When you hear the doorbell ring, you don’t always know who’s at your front door. Digital doorbells are something that homeowners use to ensure safety in and outside their homes.

“Put it outside of your house or right by your door, that push the button and ring you, you can receive notice on your phone or your smart device so that if you’re not home you would know someone’s at your house,” Darren Clark said, owner of Clark Computer Services”.

Just like with other smart technology, the digital doorbell is like a computer, so it comes with vulnerabilities within the code on the device. Cybercriminals can capture the wireless traffic as its communicating across your wireless network.

“It’s sending the password out in clear text and the hacker can grab that password and then use it to join your wireless network,” Clark said.

Cybercriminals don’t have to ring the doorbell to gain access to your wireless network. They can be as far as the wireless signal travels. For optimal performance use, generally, you want to be within 50 to 100 feet of the wireless access point.

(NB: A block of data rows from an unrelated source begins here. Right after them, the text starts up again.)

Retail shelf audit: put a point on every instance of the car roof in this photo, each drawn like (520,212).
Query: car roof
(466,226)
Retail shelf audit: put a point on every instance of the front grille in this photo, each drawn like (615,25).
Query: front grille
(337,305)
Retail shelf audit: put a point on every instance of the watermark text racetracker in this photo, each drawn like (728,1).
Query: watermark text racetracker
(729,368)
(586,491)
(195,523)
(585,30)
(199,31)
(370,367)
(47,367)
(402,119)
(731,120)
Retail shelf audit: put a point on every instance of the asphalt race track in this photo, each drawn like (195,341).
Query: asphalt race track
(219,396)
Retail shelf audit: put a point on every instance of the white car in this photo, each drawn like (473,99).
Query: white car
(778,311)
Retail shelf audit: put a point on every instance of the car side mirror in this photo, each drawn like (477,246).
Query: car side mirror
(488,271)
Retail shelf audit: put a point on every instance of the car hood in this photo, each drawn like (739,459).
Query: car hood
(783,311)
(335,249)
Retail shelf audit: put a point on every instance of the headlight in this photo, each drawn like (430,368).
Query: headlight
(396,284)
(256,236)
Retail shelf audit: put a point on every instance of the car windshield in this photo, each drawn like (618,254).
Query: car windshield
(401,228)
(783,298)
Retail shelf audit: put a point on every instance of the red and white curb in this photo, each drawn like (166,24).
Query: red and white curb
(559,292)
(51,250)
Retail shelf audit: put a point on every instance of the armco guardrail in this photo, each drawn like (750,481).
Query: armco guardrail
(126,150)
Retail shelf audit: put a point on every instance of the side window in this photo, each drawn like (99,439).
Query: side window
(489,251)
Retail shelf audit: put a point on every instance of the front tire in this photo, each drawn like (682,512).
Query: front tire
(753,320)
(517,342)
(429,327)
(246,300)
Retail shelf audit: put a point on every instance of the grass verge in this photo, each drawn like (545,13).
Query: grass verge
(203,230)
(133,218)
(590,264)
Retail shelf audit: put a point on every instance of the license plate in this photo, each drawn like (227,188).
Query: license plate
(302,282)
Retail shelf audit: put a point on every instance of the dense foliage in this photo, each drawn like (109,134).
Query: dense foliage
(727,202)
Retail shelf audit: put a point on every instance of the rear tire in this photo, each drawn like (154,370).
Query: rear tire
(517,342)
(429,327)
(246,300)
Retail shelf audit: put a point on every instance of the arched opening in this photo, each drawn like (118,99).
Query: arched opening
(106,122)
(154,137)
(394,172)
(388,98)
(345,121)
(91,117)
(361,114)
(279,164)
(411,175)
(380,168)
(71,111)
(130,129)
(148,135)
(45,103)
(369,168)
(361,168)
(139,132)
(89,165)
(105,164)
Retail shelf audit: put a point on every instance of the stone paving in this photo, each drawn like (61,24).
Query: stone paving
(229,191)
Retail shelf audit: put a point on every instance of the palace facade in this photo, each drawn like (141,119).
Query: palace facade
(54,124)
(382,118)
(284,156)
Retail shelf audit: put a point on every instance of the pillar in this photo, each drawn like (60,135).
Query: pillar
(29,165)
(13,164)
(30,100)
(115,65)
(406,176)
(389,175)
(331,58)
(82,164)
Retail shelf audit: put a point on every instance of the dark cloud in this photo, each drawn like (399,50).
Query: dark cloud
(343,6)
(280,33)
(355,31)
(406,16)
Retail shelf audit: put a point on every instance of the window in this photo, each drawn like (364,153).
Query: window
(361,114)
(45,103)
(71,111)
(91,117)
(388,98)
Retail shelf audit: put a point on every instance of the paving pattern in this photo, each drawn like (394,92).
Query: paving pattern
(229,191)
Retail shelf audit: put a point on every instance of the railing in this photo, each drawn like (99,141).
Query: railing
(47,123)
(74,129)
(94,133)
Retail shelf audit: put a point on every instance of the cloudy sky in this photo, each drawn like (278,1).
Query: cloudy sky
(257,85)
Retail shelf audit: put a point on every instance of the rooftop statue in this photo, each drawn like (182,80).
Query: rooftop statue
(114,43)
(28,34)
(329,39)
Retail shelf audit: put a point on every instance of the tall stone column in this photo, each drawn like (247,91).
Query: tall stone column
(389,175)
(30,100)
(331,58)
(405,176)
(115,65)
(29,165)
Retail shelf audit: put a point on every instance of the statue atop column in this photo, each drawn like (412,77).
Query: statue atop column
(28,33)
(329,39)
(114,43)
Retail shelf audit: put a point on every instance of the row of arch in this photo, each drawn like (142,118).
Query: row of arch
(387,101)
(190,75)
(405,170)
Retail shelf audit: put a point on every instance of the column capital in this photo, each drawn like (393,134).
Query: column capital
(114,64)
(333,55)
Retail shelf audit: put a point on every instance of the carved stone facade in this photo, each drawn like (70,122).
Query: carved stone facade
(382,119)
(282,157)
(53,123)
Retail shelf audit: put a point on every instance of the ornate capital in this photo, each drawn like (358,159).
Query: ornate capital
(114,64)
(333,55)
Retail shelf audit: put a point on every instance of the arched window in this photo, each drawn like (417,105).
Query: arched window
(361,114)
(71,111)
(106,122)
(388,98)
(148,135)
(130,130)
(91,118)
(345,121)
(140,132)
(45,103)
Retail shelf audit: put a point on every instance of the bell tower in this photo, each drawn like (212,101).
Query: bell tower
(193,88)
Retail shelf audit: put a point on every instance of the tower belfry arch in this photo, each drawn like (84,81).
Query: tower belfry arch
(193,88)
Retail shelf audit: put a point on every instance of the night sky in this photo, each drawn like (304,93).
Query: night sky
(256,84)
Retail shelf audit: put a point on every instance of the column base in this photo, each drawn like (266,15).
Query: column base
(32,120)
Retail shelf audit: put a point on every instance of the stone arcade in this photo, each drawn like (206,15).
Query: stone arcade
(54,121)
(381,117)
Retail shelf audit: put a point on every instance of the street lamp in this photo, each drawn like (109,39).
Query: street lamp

“That signal can travel a lot further and a cybercriminal that has a stronger antenna attached to their laptop could be sitting further away collecting the wireless traffic that you’re home network is generating,” Clark said.

Cyber officials say these are examples of things that could happen if you don’t keep your smart devices up to date with software that keeps them running properly.

“Is the device automatically receiving updates from the manufacturer or do you have to log on to it or use a smart app on your phone to apply the updates,” Clark says. Cyber officials say the more smart technology you incorporate into your home – the more at risk you are of being a victim of cybercrimes.